No entanto, ela disse que o Quénia é “bastante vulnerável” ao impacto económico da crise no Médio Oriente. O governo enfrenta pressão fiscal antes das eleições gerais do próximo ano. A situação é agravada pela dependência do país das importações de energia do Golfo da Tailândia.

Fontes alternativas de investimento

Durante a última década, o investimento do Golfo Pérsico em África aumentou. O seu foco está no sector das energias renováveis, à medida que os estados do MENA procuram diversificar as suas economias longe dos hidrocarbonetos. em Fevereiro, o Grupo de Trabalho do Ar Limpo relata que a Arábia Saudita e os Emirados Árabes Unidos comprometeram 175 mil milhões de dólares em financiamento entre 2010 e 2024, com a maioria visando projectos de energia renovável e produção de hidrogénio. A China também investiu fortemente no sector das energias renováveis ​​do continente. e continua a ser o maior investidor em energia verde de África.
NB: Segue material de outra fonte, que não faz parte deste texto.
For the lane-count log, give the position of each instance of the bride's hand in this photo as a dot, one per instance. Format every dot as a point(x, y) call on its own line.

No entanto, Ebenezer Obadare, membro sénior do Conselho de Relações Exteriores com foco em África, disse que embora a guerra entre os Estados Unidos, Israel e o Irão cause dificuldades financeiras a alguns países do continente. Mas muitos manterão laços estreitos com Washington devido aos benefícios económicos desta relação.

“Uma grande mudança por parte dos países africanos em direcção a outros parceiros internacionais parece altamente improvável e parece cada vez mais provável que continuem a ponderar as suas opções. “Muitos países africanos têm feito campanha pela renovação da Lei de Crescimento e Oportunidades para África (AGOA). Parece improvável que cortem os laços tão rapidamente após a reautorização até Dezembro deste ano”, disse Obadare, referindo-se ao programa comercial que proporciona aos países da África Subsaariana acesso isento de impostos ao mercado dos EUA.

“Além disso. Um número crescente de países africanos assinou acordos bilaterais com os Estados Unidos como parte da Estratégia de Saúde Global America First, e podem não estar dispostos a colocar esses acordos em risco. No geral, podemos esperar que o actual padrão de aprofundamento das relações com os Estados Unidos continue no futuro próximo, com a importante ressalva de que as coisas podem mudar dependendo do curso da guerra e da sua duração.”